Rival Waymo, however, did announce last week plans to expand its driverless ride-hail service in Phoenix.

San Francisco residents shouldn’t expect to see their streets overtaken by driverless vehicles overnight, because the DMV permit limits the scope of what Cruise can do.

According to the agency’s website, Cruise will be allowed to test five autonomous vehicles on specified streets within San Francisco without a driver behind the wheel. The cars are only meant to operate on roads with posted speed limits not exceeding 30 miles per hour, day or night, and they’re not allowed to test when there’s heavy fog or heavy rain.

Details about where Cruise will be testing as well as what other safety precautions it might take during the roll-out have yet to be released.

At the core of Cruise’s mission is a climate change promise, one that’s become all the more critical as COVID-19 has gutted public transit agency budgets and their ability to provide service and prompted many city-dwellers to rely on cars more than they did before the pandemic.

“Single occupant, human-driven, gasoline-powered cars are the second largest contributors of greenhouse gases on Earth,” according to Ammann, and they “spew nearly three times their own weight in carbon dioxide every year.”

Cruise’s electric vehicles don’t rely on gasoline, nor do they emit carbon dioxide, and the company asserts normalizing self-driving cars, “which can be shared safely and efficiently” will reduce congestion “dramatically and permanently.”

Other safety precautions required by the DMV to secure the driverless permit include insurance or a bond equal to $5 million, a law enforcement interaction plan, notification to local governments and high levels of testing standards.

Cruise is also required to notify the DMV of any collision involving a driverless vehicle within 10 days.

About Stephen Frank

Stephen Frank is the publisher and editor of California Political News and Views.

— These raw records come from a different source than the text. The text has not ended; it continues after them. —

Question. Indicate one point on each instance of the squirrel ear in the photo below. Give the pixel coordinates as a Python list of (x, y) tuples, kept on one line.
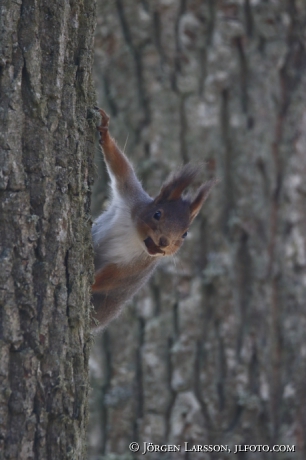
[(200, 197), (173, 188)]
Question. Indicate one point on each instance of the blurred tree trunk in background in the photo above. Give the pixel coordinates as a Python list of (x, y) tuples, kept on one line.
[(213, 350), (46, 149)]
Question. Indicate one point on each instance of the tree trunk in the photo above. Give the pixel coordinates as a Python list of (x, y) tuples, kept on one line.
[(213, 350), (45, 248)]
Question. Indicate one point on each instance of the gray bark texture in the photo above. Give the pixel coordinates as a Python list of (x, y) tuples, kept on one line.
[(46, 151), (213, 350)]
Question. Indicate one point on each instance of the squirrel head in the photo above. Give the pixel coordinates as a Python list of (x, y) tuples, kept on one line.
[(163, 224)]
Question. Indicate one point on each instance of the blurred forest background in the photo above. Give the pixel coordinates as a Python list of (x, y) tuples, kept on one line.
[(213, 349)]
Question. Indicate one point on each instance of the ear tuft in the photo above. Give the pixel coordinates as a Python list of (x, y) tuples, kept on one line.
[(200, 197), (173, 188)]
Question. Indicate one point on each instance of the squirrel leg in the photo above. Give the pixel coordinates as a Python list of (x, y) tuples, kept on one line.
[(118, 165)]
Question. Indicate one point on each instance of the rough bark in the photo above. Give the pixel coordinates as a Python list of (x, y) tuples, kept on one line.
[(213, 350), (46, 148)]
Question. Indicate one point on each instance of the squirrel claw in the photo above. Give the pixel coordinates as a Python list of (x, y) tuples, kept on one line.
[(104, 118)]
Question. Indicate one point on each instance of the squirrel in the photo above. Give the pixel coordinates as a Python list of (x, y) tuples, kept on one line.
[(136, 231)]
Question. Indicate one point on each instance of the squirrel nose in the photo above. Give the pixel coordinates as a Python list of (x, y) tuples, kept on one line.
[(163, 242)]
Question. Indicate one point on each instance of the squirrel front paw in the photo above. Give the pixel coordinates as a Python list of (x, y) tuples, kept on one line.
[(103, 128)]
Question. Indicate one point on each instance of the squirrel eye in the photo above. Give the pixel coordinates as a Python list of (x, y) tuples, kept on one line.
[(157, 215)]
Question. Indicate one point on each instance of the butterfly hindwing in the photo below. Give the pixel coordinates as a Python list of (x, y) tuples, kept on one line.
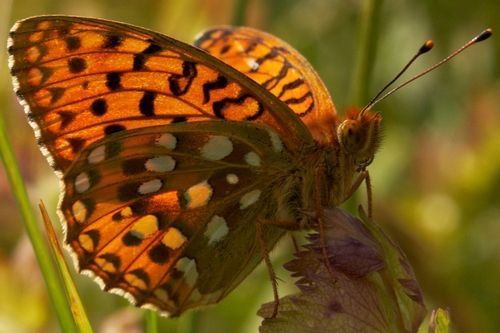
[(82, 79), (279, 68), (167, 214)]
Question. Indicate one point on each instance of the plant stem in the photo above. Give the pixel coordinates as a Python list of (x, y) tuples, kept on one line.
[(151, 321), (239, 12), (366, 51), (55, 288)]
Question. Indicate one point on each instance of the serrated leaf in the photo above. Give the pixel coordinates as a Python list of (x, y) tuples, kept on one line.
[(372, 288)]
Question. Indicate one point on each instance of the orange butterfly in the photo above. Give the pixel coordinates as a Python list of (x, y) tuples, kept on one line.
[(182, 168)]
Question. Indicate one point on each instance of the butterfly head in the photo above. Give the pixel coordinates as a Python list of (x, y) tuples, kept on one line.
[(359, 136)]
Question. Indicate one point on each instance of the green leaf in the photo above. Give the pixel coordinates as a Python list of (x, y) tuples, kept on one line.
[(440, 321), (81, 320), (371, 286)]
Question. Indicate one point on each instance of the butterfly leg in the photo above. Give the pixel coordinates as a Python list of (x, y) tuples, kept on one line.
[(319, 216), (272, 274), (363, 177)]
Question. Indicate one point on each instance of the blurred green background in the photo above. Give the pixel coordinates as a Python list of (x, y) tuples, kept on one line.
[(436, 178)]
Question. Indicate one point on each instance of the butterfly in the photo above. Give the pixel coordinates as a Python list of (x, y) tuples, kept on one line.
[(172, 157)]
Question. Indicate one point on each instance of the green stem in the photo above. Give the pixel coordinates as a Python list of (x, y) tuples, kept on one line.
[(49, 271), (151, 321), (239, 13), (366, 51)]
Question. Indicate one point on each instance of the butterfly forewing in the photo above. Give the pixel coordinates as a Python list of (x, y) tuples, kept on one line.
[(279, 68), (84, 79), (169, 156), (167, 214)]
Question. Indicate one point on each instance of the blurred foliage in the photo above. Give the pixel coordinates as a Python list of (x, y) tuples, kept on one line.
[(436, 178)]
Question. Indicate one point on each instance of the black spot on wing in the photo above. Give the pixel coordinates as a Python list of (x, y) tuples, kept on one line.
[(76, 144), (220, 83), (289, 86), (159, 253), (219, 106), (139, 60), (146, 104), (77, 65), (112, 41), (113, 81), (134, 166), (113, 128), (130, 239), (73, 43), (178, 120), (180, 83), (99, 107)]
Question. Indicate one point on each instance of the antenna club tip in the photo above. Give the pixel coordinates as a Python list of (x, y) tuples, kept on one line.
[(427, 46), (484, 35)]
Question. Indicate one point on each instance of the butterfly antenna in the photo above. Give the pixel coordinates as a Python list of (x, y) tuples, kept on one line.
[(426, 47), (479, 38)]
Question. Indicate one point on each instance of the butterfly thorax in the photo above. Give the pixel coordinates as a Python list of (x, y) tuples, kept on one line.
[(328, 170)]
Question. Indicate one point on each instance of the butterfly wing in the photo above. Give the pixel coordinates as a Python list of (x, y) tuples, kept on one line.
[(171, 222), (279, 68), (82, 79)]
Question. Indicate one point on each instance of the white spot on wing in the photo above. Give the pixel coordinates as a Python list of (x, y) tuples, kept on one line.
[(217, 148), (97, 155), (252, 159), (249, 198), (167, 140), (150, 186), (160, 164), (82, 182), (216, 229), (252, 63), (79, 211), (173, 238), (232, 179), (275, 141), (198, 195)]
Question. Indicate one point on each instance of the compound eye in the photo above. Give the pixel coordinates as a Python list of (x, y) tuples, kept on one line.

He speaks all over California and appears as a guest on several radio shows each week. He has also served as a guest host on radio talk shows. He is a fulltime political consultant.

Comments

  1. This should be interesting.

    1) It will create more car trips on the streets while the city closes streets.

    2) It will reduce the accidents if the AI proves to be as efficient as the proponents say.

    3) It will kill most of the bus system that is very inefficient.

    Want to bet they will come up with some lame excuse for gov. owned transit?

  2. Ken Campbell says

    I kind of like the idea of having the human decision making a component while driving in SF. For example should I hit that human feces in the road, should I run over that homeless person sleeping on the street or should I park my car here where it will probably be vandalized?